Dengan meluasnya pengeboman udara, tentara ‘Israel’ juga dilaporkan sedang memindahkan pasukan darat, termasuk tank dan kendaraan militer, dari Jalur Gaza ke perbatasan utara.
Samir al-Saady, seorang ayah tiga anak berusia 60 tahun yang mengalami banyak pengungsian, mengungkapkan kekhawatirannya bahwa serangan ‘Israel’ terhadap Lebanon akan semakin memperparah kurangnya minat internasional untuk menghentikan perang ‘Israel’ yang menghancurkan dan telah berlangsung hampir setahun.

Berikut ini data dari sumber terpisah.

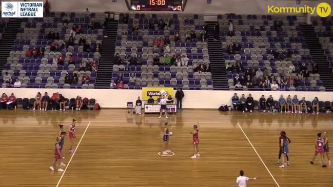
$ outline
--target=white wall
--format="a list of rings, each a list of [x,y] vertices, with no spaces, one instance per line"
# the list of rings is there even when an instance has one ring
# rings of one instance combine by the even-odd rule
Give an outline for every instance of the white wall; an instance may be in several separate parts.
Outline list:
[[[102,108],[126,108],[128,101],[134,101],[138,96],[141,96],[141,90],[99,90],[99,89],[14,89],[0,88],[0,94],[6,93],[8,95],[14,93],[16,97],[34,98],[37,92],[44,95],[47,92],[50,95],[59,92],[66,98],[75,98],[77,95],[82,97],[93,98]],[[297,95],[300,98],[305,97],[307,100],[312,101],[315,97],[320,100],[332,101],[332,92],[278,92],[278,91],[194,91],[184,90],[185,97],[183,100],[184,108],[187,109],[217,109],[224,105],[231,105],[231,98],[234,93],[240,97],[242,94],[247,97],[252,94],[255,100],[259,100],[262,95],[268,97],[272,95],[277,99],[281,94],[285,96],[290,94]],[[174,97],[174,95],[173,96]]]

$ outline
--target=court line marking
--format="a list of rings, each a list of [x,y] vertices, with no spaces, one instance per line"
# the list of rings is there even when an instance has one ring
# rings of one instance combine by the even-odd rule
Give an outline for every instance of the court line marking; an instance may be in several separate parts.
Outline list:
[[[75,148],[75,150],[74,150],[74,153],[73,153],[73,154],[72,155],[72,156],[70,157],[70,159],[69,159],[69,161],[68,161],[68,163],[67,163],[67,165],[66,166],[66,168],[65,169],[65,170],[63,172],[62,175],[61,175],[61,177],[60,177],[60,179],[59,179],[59,181],[58,181],[57,184],[56,184],[56,187],[58,187],[59,186],[59,184],[60,184],[60,182],[61,182],[61,180],[63,179],[63,177],[64,177],[64,175],[65,175],[65,173],[66,173],[66,171],[67,170],[67,168],[68,168],[68,167],[69,166],[69,164],[70,164],[70,162],[72,161],[72,159],[73,159],[73,157],[74,157],[74,155],[75,155],[75,153],[76,152],[76,150],[77,150],[77,148],[79,148],[79,146],[80,146],[80,143],[81,143],[81,141],[83,139],[83,137],[85,136],[85,134],[86,134],[86,132],[87,132],[87,130],[88,130],[88,128],[89,127],[89,126],[90,125],[91,122],[89,121],[89,123],[88,123],[88,126],[87,126],[87,127],[86,128],[86,130],[85,130],[84,132],[83,132],[83,134],[82,134],[82,136],[81,136],[81,138],[80,139],[80,141],[79,141],[79,143],[77,143],[77,145],[76,145],[76,147]]]
[[[257,154],[257,155],[258,155],[258,157],[259,157],[259,159],[260,159],[260,160],[261,160],[261,162],[262,162],[263,164],[264,164],[264,166],[265,168],[266,168],[266,170],[267,171],[267,172],[268,172],[268,173],[269,173],[269,175],[270,175],[270,176],[271,176],[271,177],[272,177],[272,178],[273,179],[273,180],[274,180],[274,182],[275,182],[275,183],[277,184],[277,185],[278,187],[280,187],[280,185],[279,185],[279,184],[278,183],[278,182],[277,182],[277,180],[275,180],[275,178],[274,178],[274,177],[273,176],[273,175],[272,175],[271,173],[270,173],[270,171],[268,169],[268,168],[267,168],[267,167],[266,165],[266,164],[265,164],[265,162],[264,162],[264,161],[263,160],[263,159],[261,158],[261,157],[260,157],[260,155],[259,155],[259,154],[258,152],[257,151],[257,150],[256,150],[256,148],[254,148],[254,147],[253,146],[253,144],[252,144],[252,143],[251,142],[251,141],[250,141],[250,139],[248,139],[248,138],[247,137],[247,136],[246,135],[246,134],[245,134],[245,132],[244,132],[244,131],[243,130],[243,129],[242,129],[242,127],[241,127],[241,126],[239,124],[239,123],[237,123],[237,125],[238,125],[238,127],[239,127],[239,128],[241,129],[241,130],[242,131],[242,132],[243,132],[243,134],[244,134],[244,136],[245,136],[245,137],[246,137],[246,139],[247,139],[247,141],[248,141],[249,143],[250,143],[250,144],[251,146],[252,147],[252,148],[253,148],[253,150],[254,150],[254,152],[255,152]]]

“Saya turut berduka cita atas saudara-saudari kita di Lebanon. Tampaknya Perdana Menteri ‘Israel’ Benjamin Netanyahu ingin melakukan lebih banyak pembantaian di Lebanon dan Gaza,” kata pria tua itu kepada The New Arab. “Saya khawatir peristiwa terbaru di Lebanon telah mengaburkan kondisi kehidupan yang mengerikan di Gaza dan upaya untuk menegosiasikan gencatan senjata.”
“Peristiwa di Jalur Gaza telah menjadi isu sekunder bagi berbagai media,” imbuhnya. “Kami telah dilupakan sepenuhnya […] Tidak ada berita tentang kami di media atau tentang negosiasi gencatan senjata.”
Pengungsian abadi
Sementara itu, Anan al-Jarousha, warga Palestina lainnya yang mengungsi, mengatakan, “Kami khawatir penderitaan kami akan menjadi permanen dan mereka tidak akan dapat kembali ke rumah mereka lagi saat perang memasuki tahun pertamanya.”
“Kami berharap dapat kembali ke rumah kami setelah Hamas mencapai kesepakatan gencatan senjata dengan ‘Israel’. Sekarang, saya ragu itu akan segera terjadi,” kata ayah tujuh anak berusia 46 tahun itu.
Organisasi Palestina dan internasional memperingatkan bahwa 90 persen penduduk Gaza saat ini kehilangan tempat tinggal akibat pemindahan paksa dan penghancuran rumah mereka oleh ‘Israel’. Ratusan ribu orang tinggal di kamp-kamp yang tidak bersih, berjuang untuk mendapatkan makanan dan air bersih.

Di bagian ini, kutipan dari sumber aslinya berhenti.